At the end of each year, companies or businesses must report their activities to their stakeholders. They achieve that through financial reports, also known as financial statements.
What is a Financial Report?
A financial report, or a financial statement, represents formal records of an entity’s activities. Usually, financial reports represent the prevalent reports that companies or businesses present at each year-end. These reports include relevant information about their position, performance, and other aspects of their business.
Preparing and presenting financial reports to stakeholders may be a legal requirement for some companies. This case is applicable for public-listed companies. However, some companies may also prepare these reports voluntarily if not required. Typically, there are four primary financial reports or statements. However, depending on the rules and regulations, companies may prepare more or fewer reports.
What are the primary Financial Reports?
As mentioned, there are four primary financial reports that the company typically produces. These include the Balance Sheet, Income Statement, Cash Flow Statement, and Statement of Changes in Equity. Each of these represents various aspects of a company’s activities. Mostly, companies prepare these statements annually. However, some may also produce these quarterly or semi-annually.
Given below is a brief description of what each financial report is.
A company’s Balance Sheet shows its financial position up to a specific time. It consists of account balances categorized as either assets, liabilities, or equity. Unlike the other financial reports, a company’s balance sheet does not report its activities for a specific period. In short, the Balance Sheet provides stakeholders with a snapshot of the company until its date of preparation.
The Income Statement, or Statement of Profit or Loss, presents the company’s earnings and income. It consists of the company’s revenues and expenses for a specific period. Similarly, it is the primary financial report that indicates a company’s financial performance. The Income Statement also reports a company’s income, often categorized as either gross, operating, and net profits.
Cash Flow Statement
While most people confuse profits and cash flows, they are not the same. Therefore, companies must also report their cash flow changes through a Cash Flow Statement. This statement categorizes the movements as either operating, financing, or investing cash flows. The Cash Flow Statement is a crucial financial report for analyzing a company’s liquidity.

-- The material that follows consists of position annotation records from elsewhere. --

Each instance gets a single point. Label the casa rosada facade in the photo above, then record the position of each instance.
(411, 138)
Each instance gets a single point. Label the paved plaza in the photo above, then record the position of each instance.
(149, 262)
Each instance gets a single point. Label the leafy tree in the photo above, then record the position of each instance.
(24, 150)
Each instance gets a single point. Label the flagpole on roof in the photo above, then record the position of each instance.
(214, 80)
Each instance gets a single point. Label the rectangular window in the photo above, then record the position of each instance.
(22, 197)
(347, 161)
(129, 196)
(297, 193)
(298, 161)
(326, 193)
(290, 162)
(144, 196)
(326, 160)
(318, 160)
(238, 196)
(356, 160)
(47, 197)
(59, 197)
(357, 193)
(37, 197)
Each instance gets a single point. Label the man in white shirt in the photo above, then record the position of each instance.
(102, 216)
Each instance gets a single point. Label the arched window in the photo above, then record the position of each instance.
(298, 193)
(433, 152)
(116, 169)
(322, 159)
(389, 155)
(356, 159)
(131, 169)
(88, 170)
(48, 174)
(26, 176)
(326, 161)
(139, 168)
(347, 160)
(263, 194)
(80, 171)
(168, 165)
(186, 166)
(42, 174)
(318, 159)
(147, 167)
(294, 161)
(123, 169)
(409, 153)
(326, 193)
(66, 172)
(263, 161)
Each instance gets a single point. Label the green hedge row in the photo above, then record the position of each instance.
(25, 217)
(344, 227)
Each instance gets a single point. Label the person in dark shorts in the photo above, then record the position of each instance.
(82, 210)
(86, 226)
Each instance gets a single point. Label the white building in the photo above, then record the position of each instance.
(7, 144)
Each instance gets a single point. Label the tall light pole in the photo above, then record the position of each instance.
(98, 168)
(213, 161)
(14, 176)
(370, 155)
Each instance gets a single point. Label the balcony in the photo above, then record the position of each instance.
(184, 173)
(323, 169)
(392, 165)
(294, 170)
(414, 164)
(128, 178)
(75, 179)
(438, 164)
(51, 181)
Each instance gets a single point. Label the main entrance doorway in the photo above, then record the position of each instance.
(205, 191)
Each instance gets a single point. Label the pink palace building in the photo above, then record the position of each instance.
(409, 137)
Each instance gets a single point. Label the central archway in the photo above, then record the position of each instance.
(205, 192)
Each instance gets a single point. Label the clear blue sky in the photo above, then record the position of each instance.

Statement of Changes in Equity
The Statement of Changes in Equity is only for companies. For other entities, the statement may have a different name and form. Either way, it shows a company’s equity balances and the changes in those balances for a specific period. For some companies, the preparation of the Statement of Changes in Equity may not be a requirement.
What is the purpose of Financial Reports?
Financial reports can have various purposes. The primary reason why companies prepare financial reports is for their stakeholders. These reports may also be a requirement from the government for reasons such as taxation. They also clarify a company’s financial health, position, and performance. Similarly, it can help stakeholders evaluate a company’s operations.
Each financial report mentioned above has its own purpose. Overall, financial reports help users in decision-making, planning, and forecasting.
A financial report is a written record of an entity’s activities. Usually, there are four primary financial reports or statements that companies may prepare. These include the Balance Sheet, Income Statement, Cash Flow Statement, and Statement of Changes in Equity.